Malaria Detector Project

This is an R Markdown Notebook. When you execute code within the notebook, the results appear beneath the code.

Try executing this chunk by clicking the Run button within the chunk or by placing your cursor inside it and pressing Ctrl+Shift+Enter.

Project Overview

This project explores the detection of Plasmodium falciparum infections using two diagnostic methods: microscopy and PCR. Adoption of molecular techniques (PCR) has revealed many low-density, transmissible infections that are often missed by microscopy (submicroscopic infections). The analysis aims to compare detection rates, compute prevalence ratios, and visualize how submicroscopic infections vary across global malaria regions.

Tasks

  • Visualize PCR % vs. Microscopy %
  • Add a 1:1 reference line to compare both techniques
  • Compute the Prevalence Ratio (Microscopy Positives/PCR Positives)
  • Generate boxplots of prevalence ratios across global regions
  • Interpret results to determine which region has the highest density of submicroscopic infections

First, make sure you install your tidyverse package which also includes the readr package - which is a more modern, fast, and consistent way to read tabular data compared to base R.

Loading libraries

library(tidyverse)
library(readr)

Loading Dataset

#Read the dataset
dataset <- read.table(file = "https://raw.githubusercontent.com/HackBio-Internship/public_datasets/main/R/lancet_malaria.txt", header = TRUE, sep = "\t")
malaria_data <- dataset
head(malaria_data)

Renaming of the column names

colnames(malaria_data) <- c("Review Found", "Author", "Title", "Year", "Region","Country","Location", "PCR_N_Tested", "PCR_N_Positive", "PCR_Percent","Microscopy_N_Tested", "Microscopy_N_Positive", "Microscopy_Percent", "Historical_Transmission", "Current_Transmission", "Setting_20", "Setting_15", "Setting_10", "Setting_5", "PCR_Method", "Microscopy_Fields", "Sampling_Season", "Notes")
head(malaria_data)

Visualization of PCR % against microscopy %

plot(malaria_data$PCR_Percent, malaria_data$Microscopy_Percent,
     xlab = "Microscopy %", ylab = "PCR %",
     main = "PCR vs Microscopy Prevalence",
     col = "blue", pch = 19)
abline(0, 1, lty = 2, col = "red")

Prevalence Ratio

malaria_data$Prevalence_Ratio <- malaria_data$Microscopy_N_Positive / malaria_data$PCR_N_Positive
head(malaria_data)

PCR% vs Microscopy% by Region

ggplot(malaria_data, aes(x = Microscopy_Percent, y = PCR_Percent, color = Region)) +
geom_point() + geom_abline(intercept = 0, slope = 1, linetype = "dotted") + facet_wrap(~Region) + labs(title = "PCR% vs Microscopy% by Region",
x = "Microscopy %", y = "PCR %")

Prevalence Ratio by Region

boxplot(Prevalence_Ratio ~ Region, data = malaria_data,
        main = "Prevalence Ratio by Region",
        xlab = "Global Region", ylab = "Prevalence Ratio",
        col = c("lightblue","lightgreen","lightpink","lightyellow"),
        las = 2, notch = TRUE)
abline(h = 1, col = "red", lty = 2) 

According to the boxplot above, West Africa has the highest median prevalence ratio.This suggests microscopy is relatively better at detecting infections compared to other regions.

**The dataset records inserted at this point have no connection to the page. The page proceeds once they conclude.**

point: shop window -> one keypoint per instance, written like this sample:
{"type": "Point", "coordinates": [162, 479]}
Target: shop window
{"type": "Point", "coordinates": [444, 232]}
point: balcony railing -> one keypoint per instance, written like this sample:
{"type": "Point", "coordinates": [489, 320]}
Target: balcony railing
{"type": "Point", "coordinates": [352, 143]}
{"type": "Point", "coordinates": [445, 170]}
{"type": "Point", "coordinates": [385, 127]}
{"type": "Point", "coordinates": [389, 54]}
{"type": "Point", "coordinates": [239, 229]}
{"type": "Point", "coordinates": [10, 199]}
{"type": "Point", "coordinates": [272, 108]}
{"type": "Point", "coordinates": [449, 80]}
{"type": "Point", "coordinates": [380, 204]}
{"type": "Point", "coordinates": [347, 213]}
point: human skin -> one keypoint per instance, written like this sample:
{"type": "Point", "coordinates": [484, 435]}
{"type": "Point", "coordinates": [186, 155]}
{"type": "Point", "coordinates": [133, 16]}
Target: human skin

Prevalence Ratio by Region Using ggplot

ggplot(malaria_data, aes(x = Region, y = Prevalence_Ratio, fill = Region)) +
geom_boxplot(alpha = 0.7) + labs(title = "Prevalence Ratio by Region",
x = "Region", y = "Prevalence Ratio") 

Interpretation of Results

The boxplot of prevalence ratios across global regions highlights notable differences in the burden of submicroscopic Plasmodium falciparum infections. South America exhibits the lowest median prevalence ratio, indicating that microscopy detects relatively few infections compared to PCR, and suggesting a high prevalence of submicroscopic infections.

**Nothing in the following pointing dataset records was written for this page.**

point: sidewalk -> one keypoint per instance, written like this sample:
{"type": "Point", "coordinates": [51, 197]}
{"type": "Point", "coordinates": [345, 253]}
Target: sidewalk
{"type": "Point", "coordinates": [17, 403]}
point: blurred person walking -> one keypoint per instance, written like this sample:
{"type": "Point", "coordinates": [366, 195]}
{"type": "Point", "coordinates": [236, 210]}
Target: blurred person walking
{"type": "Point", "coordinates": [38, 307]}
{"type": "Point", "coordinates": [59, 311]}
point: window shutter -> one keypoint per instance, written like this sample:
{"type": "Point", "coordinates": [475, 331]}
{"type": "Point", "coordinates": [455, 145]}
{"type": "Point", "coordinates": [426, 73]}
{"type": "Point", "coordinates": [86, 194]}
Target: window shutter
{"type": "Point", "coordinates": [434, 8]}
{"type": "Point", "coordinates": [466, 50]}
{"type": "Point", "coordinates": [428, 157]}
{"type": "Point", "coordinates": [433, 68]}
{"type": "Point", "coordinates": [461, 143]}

In contrast, Asia & Oceania and East Africa show intermediate prevalence ratios, consistent with a moderate burden of submicroscopic infections. West Africa demonstrates the highest prevalence ratio, implying that microscopy performs comparatively well in this region and that submicroscopic infections are less common relative to other regions.

Recommendations

These findings underscore the critical role of molecular diagnostics, such as PCR, in accurately assessing the true malaria burden, particularly in regions like South America where submicroscopic infections are highly prevalent.